Once she's in the habit of liking the fruit smoothies, you can then start sneaking in some veggies with it, things like beets, carrots, spinach, etc.

Also, please read and compare labels for the processed things you buy for her. Most of them are just carbs and empty calories and not very nutritious. Rather than Boost, look into something called AdvantEdge from Abbott Labs (They also make a good variety of high protein meal replacement bars.) Atkins is an alternative brand for the high protein drinks and meal replacement bars but I think the AdvantEdge brand tastes a lot better. Walgreens and probably most drug stores will have these items. They're also available on Amazon as a subscription so they get delivered to the house on a regular basis. It is also a lot cheaper from Amazon.

Rather than the Activia, look for some good quality Greek yogurt such as the Chobani brand. It comes in a wide variety of fruit flavors, has full fat, lowfat and nonfat versions, is a lot higher in protein, lower in calories and sodium, and they don't use chemical thickeners, but strain the yogurt to achieve thickness.

My mom also has dementia and she takes a good daily multivitamin/mineral supplement. Because of that, I can focus on getting as much protein into her as I can with high protein drinks, high protein meal replacement bars and her favorite snack foods. She tends to eat a lot of sweets and the various chocolate meal replacement bars seem to satisfy her sweet tooth while getting some extra protein in her. She has a difficult time chewing and loves the Blue Belle chocolate and vanilla ice cream I buy in 4 ounce cups (they're just the right quantity for her), as well as easy to chew crackers. She also likes to have oatmeal in the morning with a banana sliced into it.
Reply Thu 4 Jul, 2013 09:08 pm
re1ndeer wrote:

Need some tips on getting my wife to eat. She is a victim of Alzheimers and actually has no hunger. I am using Boost, Activia, and Protein supplements...I encourage chocolatr bars and Beers , just for the calories..............anyone else got something to add??
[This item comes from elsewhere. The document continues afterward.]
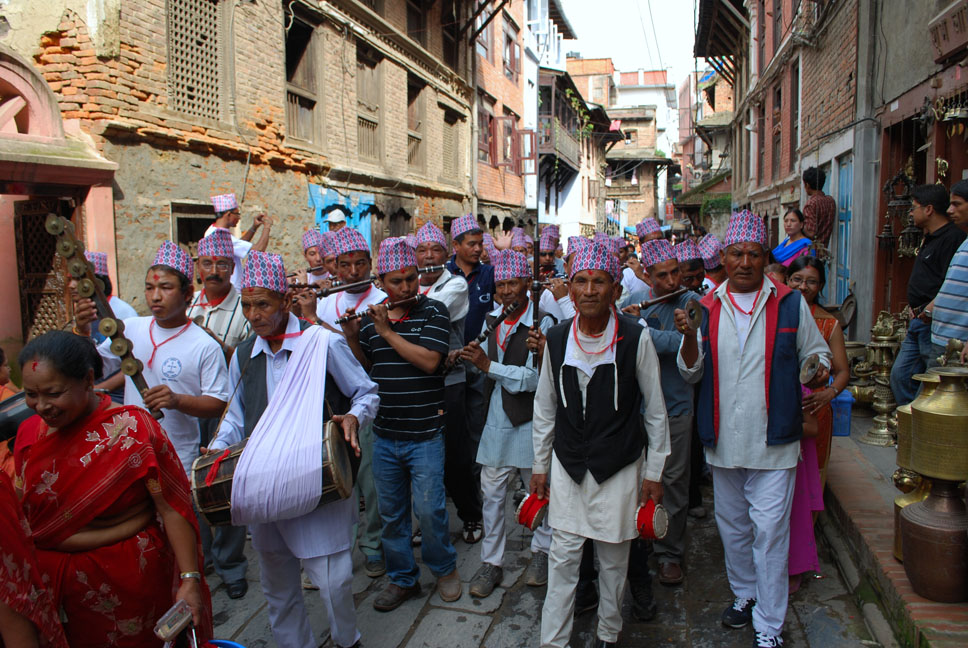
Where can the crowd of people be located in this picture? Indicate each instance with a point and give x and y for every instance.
(443, 375)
My mother was diagnosed with Altzheimers when she was 58. It wasn't a fast moving disease in her case and when she stopped eating the first time her weight dropped rapidly, she lost all energy and curled up in a fetal position. We were convinced she was not going to pull out of it, but my Dad tried everything. When he tried Ensure, she made a remarkable recovery. It reversed the weakened state, she became alert, got out of bed and started walking around on her own. It didn't stop or slow the Altzheimers, but it gave her nutrition she needed, and hydration as well.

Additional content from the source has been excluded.